The nomination is also special for Saxe because he could follow in the footsteps of his late grandfather János Starker, who won a Grammy in 1998 for Best Instrumental Soloist Performance for his recording of the Bach cello suites. “I remember being 4 years old crawling on the floor and my mom just screaming on the phone when she got the news,” Saxe says. “I think it was my first very visceral memory.”
While riding high on the nomination, the past year has not been easy for Saxe. At the start of 2020, he lost his mother to cancer. “I’m gonna miss her more than I know,” he wrote on Instagram. “Her life was too short, but she lived the fuck out of it. I’m so proud she’s my mama and I think the best way I have left to love her is by living that same way… passionately and adamantly fully. I love her too much not to.”
He’s kept busy with the release of his EP Hold It Together, a tour with Lennon Stella that was cut short in London due to COVID-19, teaming up with Michaels again for their Christmas tune “Kissin’ in the Cold,” and his recent song with Maren Morris, “Line by Line.” Plus, he’s finishing up a new album. “Unfortunately, I had a year and a half of very, very productive sadness,” he says.
Saxe said his new project will contain older, “post-love” songs that didn’t make it onto his EP. But he is adamant about writing songs, such as “Golf on TV,” that showcase a healthy relationship. “I really don’t think songwriters are the people we should be looking at as examples of what it means to be in a healthy relationship, because if anything songwriters are fucking awful at it,” he laughs. “I feel a personal responsibility to add to the pile of love songs that represents a healthier version of love, as I am currently in a healthier version of love.”

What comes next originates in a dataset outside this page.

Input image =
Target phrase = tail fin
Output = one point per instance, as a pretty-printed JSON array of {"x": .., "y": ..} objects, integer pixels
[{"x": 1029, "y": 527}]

“If I do happen to have some sort of power that I’m not aware of, my next song is going to be called ‘The House Passes the Green New Deal.’”
In regard to “If the World Was Ending,” Saxe says he sees it more as a song that’s about “putting love before everything else,” especially the “petty bullshit that often gets in the way.”
“I’ve heard a lot of stories about the song in quarantine acting as a motivator for people to reconnect with an estranged family member that they hadn’t talked to in a long time because of something that didn’t seem so important anymore in this kind of situation,” he explains. “That’s what the song really speaks to for me.”
But he’s quick to insist that it isn’t an encouragement to reach out to a former flame. “I take some personal responsibility for likely a number of ex texts in quarantine, with this song as an excuse,” he says.
“I do not condone that. I think 99 percent of the time, texting your ex is a horrible idea. Anyone reading this interview that thinks that you are the 0.01 percent, you are just not. It’s a bad idea, you shouldn’t do it. Love will always get better than a love that doesn’t want you back.”
For now, Saxe is counting down the days until he can safely get back on stage and play in front of fans, citing the strangeness around experiencing success while trapped at home. “It’s hard to feel like things are meaningfully growing when all of it is happening while you are locked in your house and in your PJs, but this is the only version of this level of success that I know,” Saxe says. “Things often feel real when we’re able to share them. There’s only so much numbers on the internet can be emotionally internalized.”
“It all feels like it potentially might be an experiment and I’m in some sort of artist-musician version of The Truman Show, where you know, the songs don’t actually have that many streams and I don’t actually have that many new fans, it’s just all being simulated,” he jokes. “I don’t have any concrete evidence that that isn’t happening.
“I think the first time I’m on an actual stage and people clap for me in real life, it’s going to be a little emotionally overwhelming. It’s a strange time for a career to take off. But it’s happening nonetheless.”